According to UBS, the Indian economy is expected to grow at 8.5 per cent next year, making the nation the fastest growing economy globally.
“Any kind of growth rate like [8.5 per cent] should be positive for exporters of steel and coal,” said UBS Wealth Management head of investment strategy David Sokulsky.
However, “how positive and how beneficial it is, we are yet to see that”.
Mr Sokulsky said the extent to which Australia’s iron ore industry will benefit hinges on how much India sources domestically versus how much it sources externally.
He pointed out that it is too soon to tell whether India’s growth will translate into a greater demand for Australian iron ore.
If demand for Australian iron ore increases, “that would be great for us, great for the economy,” he said.

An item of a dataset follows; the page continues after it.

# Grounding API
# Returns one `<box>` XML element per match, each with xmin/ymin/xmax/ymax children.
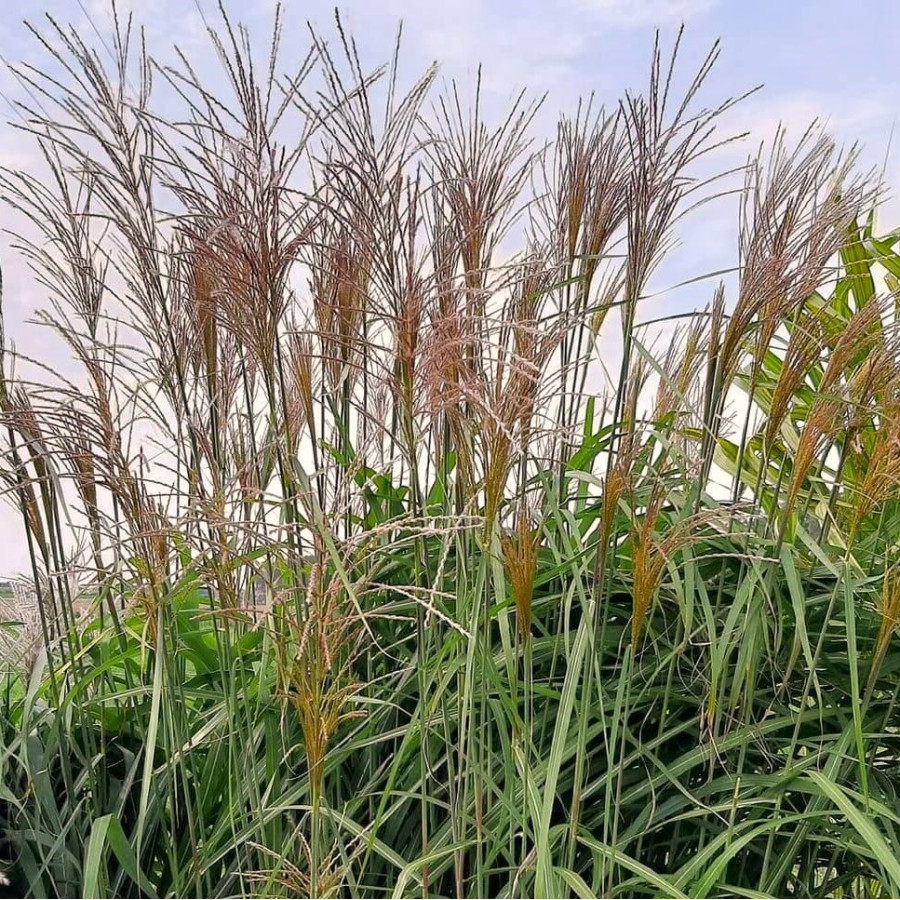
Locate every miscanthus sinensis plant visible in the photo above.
<box><xmin>2</xmin><ymin>6</ymin><xmax>900</xmax><ymax>899</ymax></box>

There are a number of factors underpinning India’s economic performance.
Mr Sokulsky notes the election of Prime Minister Narendra Modi in 2014 as a turning point.
“There are a number of structural changes coming into place,” he adds.
The implementation of a GST which results in the spending of raised capital, and providing every Indian citizen with a bank account, will continue to be drivers of growth.
“Some of those things are very important in terms of the growth of the country,” Mr Sokulsky said.
There has also been a pick-up in industrial production.
Inflation has reduced from roughly 7.5 per cent, Mr Sokulsky said.
“Cutting interest rates … then allows more economic growth, more credit creation and borrowing,” he explained.
Moreover, there is increased positivity due to Modi “pushing the economy forward”.
“There are number things that are going on, on the ground, which are important,” Mr Sokulsky concluded.
UBS is set to increase its Indian asset allocation in the near future, he added.